At the Agency Fund, we believe that generative AI, particularly the rise of large language models (LLMs), offers transformative potential for social sector organizations, the communities they serve, and enhancing human agency. We see human agency as the capacity of individuals to shape their own futures, make informed decisions, and access the resources they need to thrive. By helping the social sector adopt AI responsibly, our grantees and partners empower their communities, ensuring that AI-driven tools like LLMs are used not just for operational efficiency but also for enabling beneficiaries to take control of their lives.
But effectively adopting and utilizing LLMs is a process fraught with uncertainty, hurdles, costs, and technical challenges – particularly for organizations with limited resources and diverse linguistic needs.
To help social sector organizations identify and overcome these emerging pain points, we recently partnered with Project Tech4Dev to convene a two-day sprint in Bangalore, India. More than a dozen organizations gathered to share experiences, learn from each other, and address their most pressing technical problems in hands-on work sessions.
One of the sprint’s main tracks focused on using LLMs to enhance the impact and scale of chat services in the social sector.
Six organizations participated, with operations spanning Africa and India. Bandhu empowers India’s blue-collar workers and migrants by connecting them to jobs and affordable housing, helping them take control of their livelihoods and future stability. Digital Green enhances rural farmers’ agency with AI-driven insights to improve agricultural productivity and livelihoods. Jacaranda Health provides mothers in sub-Saharan Africa with essential information and support to improve maternal and newborn health outcomes. Kabakoo equips youth in Francophone Africa with digital skills, fostering self-reliance and economic independence. Noora Health teaches Indian patients and caregivers critical health skills, enhancing their ability to manage care. Udhyam provides micro-entrepreneurs’ with education, mentorship, and financial support to build sustainable businesses.
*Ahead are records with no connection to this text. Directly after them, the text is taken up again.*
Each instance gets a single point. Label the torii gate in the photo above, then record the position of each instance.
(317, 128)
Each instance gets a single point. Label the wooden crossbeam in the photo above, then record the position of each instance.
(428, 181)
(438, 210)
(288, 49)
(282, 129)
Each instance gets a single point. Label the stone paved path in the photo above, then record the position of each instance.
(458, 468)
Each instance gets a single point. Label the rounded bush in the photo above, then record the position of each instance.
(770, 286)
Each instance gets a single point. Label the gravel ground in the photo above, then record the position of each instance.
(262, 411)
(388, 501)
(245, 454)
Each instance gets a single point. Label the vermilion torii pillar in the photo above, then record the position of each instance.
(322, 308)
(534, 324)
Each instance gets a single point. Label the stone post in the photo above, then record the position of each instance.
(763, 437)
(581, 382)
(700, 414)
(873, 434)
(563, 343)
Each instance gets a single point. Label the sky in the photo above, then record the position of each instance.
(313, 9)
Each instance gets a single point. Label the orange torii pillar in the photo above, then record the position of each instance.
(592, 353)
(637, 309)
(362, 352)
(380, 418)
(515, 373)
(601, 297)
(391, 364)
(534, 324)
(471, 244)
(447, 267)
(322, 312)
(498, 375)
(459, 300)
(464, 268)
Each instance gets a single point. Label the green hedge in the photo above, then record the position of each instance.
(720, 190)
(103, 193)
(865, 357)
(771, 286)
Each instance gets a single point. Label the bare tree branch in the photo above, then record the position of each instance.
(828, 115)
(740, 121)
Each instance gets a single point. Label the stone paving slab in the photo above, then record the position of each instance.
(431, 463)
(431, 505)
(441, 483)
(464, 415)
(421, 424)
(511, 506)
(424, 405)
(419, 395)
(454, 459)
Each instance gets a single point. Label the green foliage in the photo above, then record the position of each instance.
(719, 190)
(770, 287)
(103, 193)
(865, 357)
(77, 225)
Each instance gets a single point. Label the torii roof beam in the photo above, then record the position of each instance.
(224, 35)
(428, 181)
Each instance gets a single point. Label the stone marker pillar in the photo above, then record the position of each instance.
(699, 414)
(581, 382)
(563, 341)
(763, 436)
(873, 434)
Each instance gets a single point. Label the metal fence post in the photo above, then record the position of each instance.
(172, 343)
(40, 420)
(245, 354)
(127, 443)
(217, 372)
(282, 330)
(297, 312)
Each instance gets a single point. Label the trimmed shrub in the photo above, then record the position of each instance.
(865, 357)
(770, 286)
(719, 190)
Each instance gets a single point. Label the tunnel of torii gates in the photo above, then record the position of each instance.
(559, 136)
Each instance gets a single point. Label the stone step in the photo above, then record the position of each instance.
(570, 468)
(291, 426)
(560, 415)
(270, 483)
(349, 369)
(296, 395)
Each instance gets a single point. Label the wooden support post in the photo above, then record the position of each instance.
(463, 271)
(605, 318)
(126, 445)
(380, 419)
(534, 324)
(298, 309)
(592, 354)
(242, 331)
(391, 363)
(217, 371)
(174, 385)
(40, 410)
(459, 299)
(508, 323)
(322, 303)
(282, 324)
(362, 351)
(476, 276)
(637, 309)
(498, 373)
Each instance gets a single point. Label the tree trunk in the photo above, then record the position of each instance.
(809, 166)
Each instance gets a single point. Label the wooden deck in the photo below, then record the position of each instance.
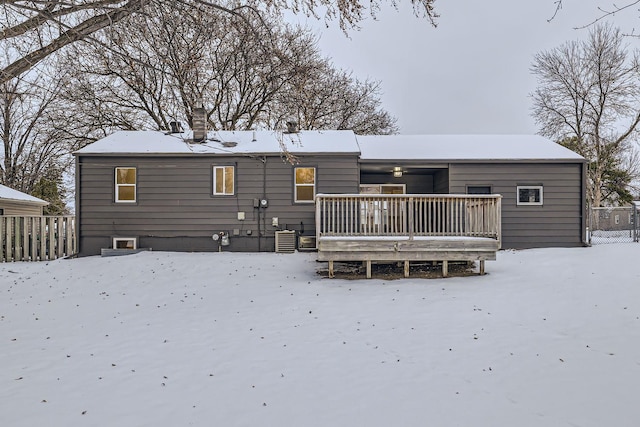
(405, 228)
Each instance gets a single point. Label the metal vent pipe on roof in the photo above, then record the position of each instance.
(199, 124)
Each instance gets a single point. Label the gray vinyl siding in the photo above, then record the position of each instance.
(558, 222)
(441, 182)
(175, 208)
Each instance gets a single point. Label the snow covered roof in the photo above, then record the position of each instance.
(7, 193)
(225, 142)
(462, 147)
(371, 147)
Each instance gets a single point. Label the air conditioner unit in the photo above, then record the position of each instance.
(285, 242)
(307, 243)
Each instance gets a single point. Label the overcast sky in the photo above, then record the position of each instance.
(470, 75)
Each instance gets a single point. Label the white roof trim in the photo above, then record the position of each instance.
(10, 194)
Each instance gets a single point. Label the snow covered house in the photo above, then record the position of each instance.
(14, 202)
(235, 190)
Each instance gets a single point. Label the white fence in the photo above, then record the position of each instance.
(36, 238)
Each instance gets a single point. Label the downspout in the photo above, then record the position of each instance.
(264, 193)
(585, 232)
(77, 207)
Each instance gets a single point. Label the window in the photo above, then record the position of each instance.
(530, 195)
(478, 189)
(305, 184)
(223, 180)
(124, 243)
(125, 185)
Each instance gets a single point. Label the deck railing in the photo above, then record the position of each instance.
(36, 238)
(409, 215)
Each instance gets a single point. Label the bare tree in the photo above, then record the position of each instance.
(329, 98)
(31, 30)
(32, 147)
(588, 98)
(248, 75)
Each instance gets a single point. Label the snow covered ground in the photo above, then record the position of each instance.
(548, 338)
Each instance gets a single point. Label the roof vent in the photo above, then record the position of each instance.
(199, 124)
(292, 126)
(176, 127)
These organizations demonstrate diverse ways one can boost human agency: they help people in underserved communities take control of their lives, make more informed choices, and build better futures – and they are piloting AI interventions to scale these efforts. Each organization recently deployed their own AI-enabled chat programs that are already receiving an average of 3,000 messages per day in Hindi, Swahili, English, and a range of other languages.
Arriving in Bangalore ready to roll up their sleeves, collaborate, and learn, the participating organizations quickly identified a common set of LLM pain points – including technical issues (i.e., how their LLMs function) and higher-level challenges (i.e., how LLMs help advance their missions):
Technical issues
Understanding and adapting LLMs to individual user needs, providing relevant responses and guidance
Reducing “hallucinations,” where chatbots provide incorrect or factually wrong information
Fine-tuning responses to ensure context-specific answers
Supporting low-resource languages (for which there is limited data available to train LLMs)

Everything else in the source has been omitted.